On Linux there are tools to discover MTU values along the path. See for example tracepath. I have also read MTU woes in IPsec tunnels and how you can fix it and Path MTU discovery in practice and although I don't have time to really understand it, setting MTU does not seem that a robust technique after all...

Some links:

robmukai commented 7 years ago

@DimitriPapadopoulos I agree with all 5 of your bullet points. Unfortunately, your questions go beyond my abilities. I guess my thought would be to see if we can figure out how FortiClient/Windows figures out the MTU and how it lowers it on the tunnel.

DimitriPapadopoulos commented 7 years ago

@robmukai For what it's worth, I've just looked up MTU values of the different interfaces on Ubuntu 16.04 LTS :

The MTU of the PPP connection is set to 1354 automatically. I haven't had to force or specify anything here. Isn't that the case when you run openfortivpn?

robmukai commented 7 years ago

@DimitriPapadopoulos Ok this is really weird. So I reset my MTU on the wifi conntection back to "auto" and now the ppp0 connections is showing an MTU:1354 as well. So funny thing, it works without changing the MTU now. Not sure what would have caused it to not work before?

DimitriPapadopoulos commented 7 years ago

Strange indeed. As far as i can see, openfortivpn does not set the MTU. It has to be handled by pppd.

From the PPPD(8) man page:

mtu n Set the MTU [Maximum Transmit Unit] value to n. Unless the peer requests a smaller value via MRU negotiation, pppd will request that the kernel networking code send data packets of no more than n bytes through the PPP network interface. Note that for the IPv6 protocol, the MTU must be at least 1280.

My guess is that this was a problem with path MTU discovery over pppd. Sometimes MTU discovery doesn't work because of poorly configured “security” appliances. Perhaps something changed along the path?

DimitriPapadopoulos commented 7 years ago

If MTU discovery does not work as expected, users should probably work around the issue in the software responsible for MTU discovery, namely pppd as far as I can tell.

So one answer might be that this is not openfortivpn issue.

On the other hand openfortivpn could have an option to force MTU, that would simply be passed to pppd as option mtu.

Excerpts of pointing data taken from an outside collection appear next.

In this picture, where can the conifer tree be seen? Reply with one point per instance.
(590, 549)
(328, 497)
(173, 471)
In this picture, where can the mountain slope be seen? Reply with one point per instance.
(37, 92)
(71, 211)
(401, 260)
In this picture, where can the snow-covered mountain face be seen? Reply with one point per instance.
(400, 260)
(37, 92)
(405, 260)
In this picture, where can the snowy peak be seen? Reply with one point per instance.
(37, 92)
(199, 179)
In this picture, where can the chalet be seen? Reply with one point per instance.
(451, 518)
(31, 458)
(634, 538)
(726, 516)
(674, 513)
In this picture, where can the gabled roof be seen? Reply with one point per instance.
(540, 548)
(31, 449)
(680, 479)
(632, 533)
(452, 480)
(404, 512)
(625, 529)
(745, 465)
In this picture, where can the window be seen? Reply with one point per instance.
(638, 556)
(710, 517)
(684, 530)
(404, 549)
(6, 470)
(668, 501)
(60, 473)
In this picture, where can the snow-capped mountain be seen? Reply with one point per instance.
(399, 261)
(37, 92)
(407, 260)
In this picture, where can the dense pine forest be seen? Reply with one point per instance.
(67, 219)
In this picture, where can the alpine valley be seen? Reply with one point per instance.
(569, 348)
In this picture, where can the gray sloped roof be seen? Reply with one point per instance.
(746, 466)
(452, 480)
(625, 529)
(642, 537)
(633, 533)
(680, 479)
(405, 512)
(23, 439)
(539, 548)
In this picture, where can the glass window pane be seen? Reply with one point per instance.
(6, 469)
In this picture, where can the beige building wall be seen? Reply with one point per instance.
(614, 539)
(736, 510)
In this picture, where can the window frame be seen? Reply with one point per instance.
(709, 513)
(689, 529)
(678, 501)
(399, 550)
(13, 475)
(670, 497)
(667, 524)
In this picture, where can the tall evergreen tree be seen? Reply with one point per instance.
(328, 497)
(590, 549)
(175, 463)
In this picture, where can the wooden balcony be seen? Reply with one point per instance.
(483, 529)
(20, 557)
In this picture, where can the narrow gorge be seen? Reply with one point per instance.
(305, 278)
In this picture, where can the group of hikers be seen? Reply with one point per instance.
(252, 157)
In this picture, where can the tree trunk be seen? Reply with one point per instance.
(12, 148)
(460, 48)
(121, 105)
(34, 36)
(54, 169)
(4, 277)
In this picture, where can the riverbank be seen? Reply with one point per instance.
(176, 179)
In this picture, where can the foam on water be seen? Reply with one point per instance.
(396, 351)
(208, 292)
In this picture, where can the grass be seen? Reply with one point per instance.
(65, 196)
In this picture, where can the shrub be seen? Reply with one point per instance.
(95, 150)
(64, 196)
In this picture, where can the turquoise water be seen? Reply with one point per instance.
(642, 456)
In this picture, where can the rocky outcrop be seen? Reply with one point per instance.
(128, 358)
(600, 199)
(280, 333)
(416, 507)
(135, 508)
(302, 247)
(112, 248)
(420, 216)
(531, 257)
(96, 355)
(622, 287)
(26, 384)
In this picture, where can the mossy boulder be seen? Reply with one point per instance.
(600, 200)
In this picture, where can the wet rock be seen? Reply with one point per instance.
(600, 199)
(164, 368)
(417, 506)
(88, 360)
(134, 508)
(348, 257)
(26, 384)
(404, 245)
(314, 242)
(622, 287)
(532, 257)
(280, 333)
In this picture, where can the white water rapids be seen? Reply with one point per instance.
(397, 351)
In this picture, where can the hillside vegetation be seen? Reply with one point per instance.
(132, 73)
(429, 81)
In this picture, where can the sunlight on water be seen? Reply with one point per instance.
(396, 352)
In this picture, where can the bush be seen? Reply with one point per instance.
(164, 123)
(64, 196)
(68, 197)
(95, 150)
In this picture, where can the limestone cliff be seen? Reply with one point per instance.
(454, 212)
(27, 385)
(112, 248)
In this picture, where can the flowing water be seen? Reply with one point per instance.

DimitriPapadopoulos commented 7 years ago

For the record the MRU is actually set by openfortivpn to 1354:

        char *args[] = {
            "/usr/sbin/pppd", "38400", "noipdefault", "noaccomp",
            "noauth", "default-asyncmap", "nopcomp", "receive-all",
            "nodefaultroute", ":1.1.1.1", "nodetach",
            "lcp-max-configure", "40", "mru", "1354",
            NULL, NULL, NULL, NULL,
            NULL, NULL, NULL, NULL,
            NULL
        };

This a mystery! I'll close the issue for now, but do not hesitate to come back to us if needed.

CristianCardosoA commented 7 years ago

Iḿ using Fedora 26. I installed version 1.5.0

Iḿ getting this issue: pppd: The link was terminated because the peer is not responding to echo requests.

What can I do ?

DimitriPapadopoulos commented 7 years ago

Two things you can do :-)

  1. Nothing if it works for you - I'm aware of this error message and I will find a workaround.
  2. Open an new issue if it doesn't work for you.